Fany Kammerlander

Auf Reisen

7. Januar 2024

Lesezeit: 5 Minute(n)

Die Cellistin Fany Kammerlander ist eine Allrounderin jenseits stilistischer Grenzen und musizierte bereits mit zahlreichen Größen der internationalen Szene. 2011 und 2012 etwa war sie mit Deep Purple und Peter Gabriel auf Tournee, darüber hinaus spielte sie mit Michael Bublé, Stefanie Heinzmann, Jacob Brass oder den Bananafishbones. Seit fast zehn Jahren verbindet sie die Zusammenarbeit mit Konstantin Wecker. Kammerlander arbeitet gerne als begleitende Musikerin und kann sehr gut mitgehen – wenn das Gefühl stimmt.
Text: Kat Pfeiffer

Fany Kammerlander wurde in Frankfurt am Main geboren und wuchs in einem klassisch geprägten Elternhaus in Oberbayern auf. Ihre Mutter spielte Geige, der Vater Bratsche. Beide waren aber auch bei der Regensburger Tanzlmusi aktiv, wo der Vater Gitarre und Zither spielte. Beim Einschlafen hörte die kleine Fany oft entweder ein Streichquartett, das zu Hause probte, oder Volksmusik. Weil ihre Schwester ebenfalls Geige spielte, entschied sie sich mit elf für das Cello. Der warme Klang, den sie im Bauch spüren konnte, nahm sie unwiderruflich gefangen und begleitete sie – aufs Ignaz-Günther-Gymnasium in Rosenheim, in den privaten Cellounterricht bei Hans-Peter Besig sowie ans Richard-Strauss-Konservatorium in München. In den Meister- und Kammermusikkursen der Hochschule für Musik in Würzburg entwickelte sie ihr Talent weiter, begleitet unter anderem von Meistern wie Sergiu Celibidache, Julius Berger oder Heinrich Schiff.

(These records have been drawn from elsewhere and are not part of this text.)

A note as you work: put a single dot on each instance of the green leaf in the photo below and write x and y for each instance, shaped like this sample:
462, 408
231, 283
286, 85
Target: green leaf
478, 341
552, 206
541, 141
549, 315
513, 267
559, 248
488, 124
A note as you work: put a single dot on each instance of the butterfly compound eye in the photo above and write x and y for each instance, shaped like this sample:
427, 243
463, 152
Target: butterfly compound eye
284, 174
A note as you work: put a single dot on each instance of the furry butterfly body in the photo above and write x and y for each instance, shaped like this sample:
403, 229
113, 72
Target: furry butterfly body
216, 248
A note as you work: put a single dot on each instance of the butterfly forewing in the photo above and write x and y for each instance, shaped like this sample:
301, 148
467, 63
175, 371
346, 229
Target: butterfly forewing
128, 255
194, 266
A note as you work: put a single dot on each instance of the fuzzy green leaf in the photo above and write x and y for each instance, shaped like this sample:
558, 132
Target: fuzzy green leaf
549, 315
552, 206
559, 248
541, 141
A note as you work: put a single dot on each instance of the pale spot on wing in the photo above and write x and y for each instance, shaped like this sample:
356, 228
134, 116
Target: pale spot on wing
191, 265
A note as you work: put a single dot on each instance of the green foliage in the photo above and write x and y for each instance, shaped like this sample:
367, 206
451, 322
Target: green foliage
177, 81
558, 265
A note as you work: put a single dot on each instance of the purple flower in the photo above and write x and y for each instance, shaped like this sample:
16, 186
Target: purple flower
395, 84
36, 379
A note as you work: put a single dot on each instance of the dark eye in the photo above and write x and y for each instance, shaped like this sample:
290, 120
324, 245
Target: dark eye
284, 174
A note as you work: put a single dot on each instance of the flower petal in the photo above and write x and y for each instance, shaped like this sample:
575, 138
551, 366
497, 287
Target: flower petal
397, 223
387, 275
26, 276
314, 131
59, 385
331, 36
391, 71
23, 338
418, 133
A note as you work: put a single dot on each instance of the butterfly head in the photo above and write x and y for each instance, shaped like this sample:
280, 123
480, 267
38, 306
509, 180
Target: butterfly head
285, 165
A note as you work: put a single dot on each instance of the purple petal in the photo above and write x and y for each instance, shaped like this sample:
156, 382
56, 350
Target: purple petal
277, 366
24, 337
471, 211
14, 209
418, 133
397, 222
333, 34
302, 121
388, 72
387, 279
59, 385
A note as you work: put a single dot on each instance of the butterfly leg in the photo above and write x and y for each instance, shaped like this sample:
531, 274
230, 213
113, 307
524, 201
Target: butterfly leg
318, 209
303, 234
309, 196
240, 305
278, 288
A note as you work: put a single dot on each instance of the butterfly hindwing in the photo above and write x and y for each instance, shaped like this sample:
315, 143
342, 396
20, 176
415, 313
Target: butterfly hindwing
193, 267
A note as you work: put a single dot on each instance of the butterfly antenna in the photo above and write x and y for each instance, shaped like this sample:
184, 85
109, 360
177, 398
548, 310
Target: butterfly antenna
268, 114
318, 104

„… wenn das Gefühl stimmt.“

2014 ergab es sich, dass Konstantin Wecker auf seiner „40-Jahre-Wahnsinn“-Tour wieder – wie in den Siebzigern – ein Cello dabeihaben wollte. Kammerlander sprang für die inzwischen nicht mehr aktive Hildi Hadlich ein und unterstützt seitdem sowohl im Konstantin Wecker Trio als auch im größeren Projekt „Utopia“ (bereits 2.0). Ob auf Poesie und Widerstand, Poesie in stürmischen Zeiten oder Weltenbrand mit Orchester – Kammerlander ist auf all diesen Alben mit von der Partie. Sie teilt Weckers pazifistische Weltanschauung und liebt seine vertonten Gedichte. Bei ihrem Lieblingslied von ihm, „Einfach wieder schlendern“, muss sie schon weinen, wenn es nur beginnt.

Die 150 gemeinsamen Konzerte in den ersten beiden Jahren haben Kammerlander die Ukulele nähergebracht. Ihr Cello (aus der Werkstatt Fridolin Rusch in Kempten) war zu groß, um unterwegs spontan zu jammen. Von den Celloquinten zu den Quarten der Ukulele wechselnd, wollte sie unbedingt ohne Noten, nur durch Hören lernen. Als sie auf die Bassukulele umstieg, nahm sie diese schließlich mit auf die Bühne. Es folgte der E-Bass, und seitdem sieht man sie bei Konzerten sowohl mit diesem als auch den beiden Ukulelen und dem Cello. Und singen tut sie auch.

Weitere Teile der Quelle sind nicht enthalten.